Angela Merkel wróciła z Rosji, gdzie wraz z prezydentem Francji Francoisem Hollandem, negocjowała z Władimirem Putinem warunki zawieszenia broni na Ukrainie. Kanclerz Niemiec skrytykowała Rosję. Dodała również, że konfliktu na wschodzie Ukrainy nie da się rozwiązać militarnie.
Merkel, niemalże od razu po powrocie z Moskwy, wystąpiła na forum Monachijskiej Konferencji Bezpieczeństwa. Kanclerz Niemiec przyznała, że „sukces negocjacji jest niepewny”, aczkolwiek warto było je podjąć ze względu na ukraińską ludność.
Niemiecka polityk otwarcie skrytykowała Rosję. Stwierdziła, że europejskie granice są nienaruszalne, a bezpieczeństwo na tym kontynencie może być kształtowane jedynie we współpracy z Moskwą.

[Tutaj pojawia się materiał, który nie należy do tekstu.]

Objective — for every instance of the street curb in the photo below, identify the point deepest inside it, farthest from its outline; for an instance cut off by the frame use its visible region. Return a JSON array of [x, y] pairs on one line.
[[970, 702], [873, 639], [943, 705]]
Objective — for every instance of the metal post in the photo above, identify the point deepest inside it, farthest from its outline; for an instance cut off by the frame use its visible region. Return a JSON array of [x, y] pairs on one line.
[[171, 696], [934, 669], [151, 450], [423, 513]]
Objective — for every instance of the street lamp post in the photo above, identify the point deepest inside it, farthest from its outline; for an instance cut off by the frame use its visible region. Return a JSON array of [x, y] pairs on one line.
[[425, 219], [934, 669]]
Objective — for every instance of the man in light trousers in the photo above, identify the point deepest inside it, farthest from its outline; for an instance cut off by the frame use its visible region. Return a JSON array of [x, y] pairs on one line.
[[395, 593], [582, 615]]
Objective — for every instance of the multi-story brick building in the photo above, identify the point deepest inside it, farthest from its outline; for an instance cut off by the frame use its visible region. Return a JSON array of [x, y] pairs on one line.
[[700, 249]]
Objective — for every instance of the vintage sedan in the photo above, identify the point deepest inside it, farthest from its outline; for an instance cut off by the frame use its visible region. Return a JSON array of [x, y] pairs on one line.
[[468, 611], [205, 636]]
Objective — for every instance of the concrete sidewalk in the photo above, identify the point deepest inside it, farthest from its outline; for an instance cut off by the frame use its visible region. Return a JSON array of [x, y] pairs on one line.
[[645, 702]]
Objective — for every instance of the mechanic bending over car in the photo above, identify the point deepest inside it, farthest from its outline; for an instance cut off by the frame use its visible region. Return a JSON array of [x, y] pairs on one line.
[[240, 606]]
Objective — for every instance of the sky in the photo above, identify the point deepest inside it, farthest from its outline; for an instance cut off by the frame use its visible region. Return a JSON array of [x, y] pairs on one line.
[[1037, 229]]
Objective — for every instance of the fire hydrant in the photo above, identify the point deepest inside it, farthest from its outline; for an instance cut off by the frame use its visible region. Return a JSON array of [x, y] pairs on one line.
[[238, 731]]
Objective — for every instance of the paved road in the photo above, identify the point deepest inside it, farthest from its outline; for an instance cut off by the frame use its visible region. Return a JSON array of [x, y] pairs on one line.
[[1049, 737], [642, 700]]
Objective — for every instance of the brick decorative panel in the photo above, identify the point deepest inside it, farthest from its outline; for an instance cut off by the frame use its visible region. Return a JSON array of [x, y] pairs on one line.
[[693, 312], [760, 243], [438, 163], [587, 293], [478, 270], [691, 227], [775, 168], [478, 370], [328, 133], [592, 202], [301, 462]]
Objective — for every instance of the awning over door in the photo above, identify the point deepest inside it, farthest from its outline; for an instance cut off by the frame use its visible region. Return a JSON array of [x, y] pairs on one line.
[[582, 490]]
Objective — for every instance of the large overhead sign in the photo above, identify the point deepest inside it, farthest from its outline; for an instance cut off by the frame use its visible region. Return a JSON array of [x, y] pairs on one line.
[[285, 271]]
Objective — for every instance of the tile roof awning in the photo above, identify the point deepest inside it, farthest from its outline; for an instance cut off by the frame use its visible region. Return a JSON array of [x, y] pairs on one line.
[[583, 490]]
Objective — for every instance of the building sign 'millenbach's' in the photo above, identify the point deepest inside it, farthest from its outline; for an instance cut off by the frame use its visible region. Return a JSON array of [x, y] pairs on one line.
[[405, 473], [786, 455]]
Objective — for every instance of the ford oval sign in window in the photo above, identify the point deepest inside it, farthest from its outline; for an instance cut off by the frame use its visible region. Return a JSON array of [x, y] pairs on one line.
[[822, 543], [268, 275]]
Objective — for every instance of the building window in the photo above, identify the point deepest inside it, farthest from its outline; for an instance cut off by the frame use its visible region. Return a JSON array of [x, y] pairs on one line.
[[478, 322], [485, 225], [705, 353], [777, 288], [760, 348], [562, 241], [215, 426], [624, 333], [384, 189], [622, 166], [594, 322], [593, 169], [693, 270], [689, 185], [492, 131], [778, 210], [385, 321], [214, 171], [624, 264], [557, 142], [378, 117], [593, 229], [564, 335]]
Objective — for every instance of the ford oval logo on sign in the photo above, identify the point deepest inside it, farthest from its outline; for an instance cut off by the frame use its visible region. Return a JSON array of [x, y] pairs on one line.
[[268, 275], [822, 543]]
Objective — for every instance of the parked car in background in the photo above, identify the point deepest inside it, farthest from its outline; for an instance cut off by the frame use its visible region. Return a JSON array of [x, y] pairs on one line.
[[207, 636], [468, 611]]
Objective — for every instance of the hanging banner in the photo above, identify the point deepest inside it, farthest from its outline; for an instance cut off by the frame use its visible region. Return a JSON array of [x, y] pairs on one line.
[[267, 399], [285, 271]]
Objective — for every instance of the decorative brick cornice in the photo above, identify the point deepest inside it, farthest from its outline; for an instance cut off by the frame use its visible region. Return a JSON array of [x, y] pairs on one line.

Czytaj także: Geostrategia, czas na radykalne zmiany
Czytaj także: Wiceprezydent USA: Ukraińcy mają prawo się bronić
Angela Merkel zapewniła również sojuszników Niemiec w ramach NATO o „solidarności”.
Troski tych krajów są troskami całego sojuszu. System kolektywnej obrony pozostanie.
– przyznała.
Rozmowy na linii Merkel, Hollande – Putin, odbyły się w piątek (6.02). Nie przyniosły one jednak żadnych konkretnych rezultatów. Na niedzielę (8.02) zapowiedziano jednak konferencję telefoniczną, w której udział wezmą Merkel, Hollande oraz Petro Poroszenko i Władimir Putin.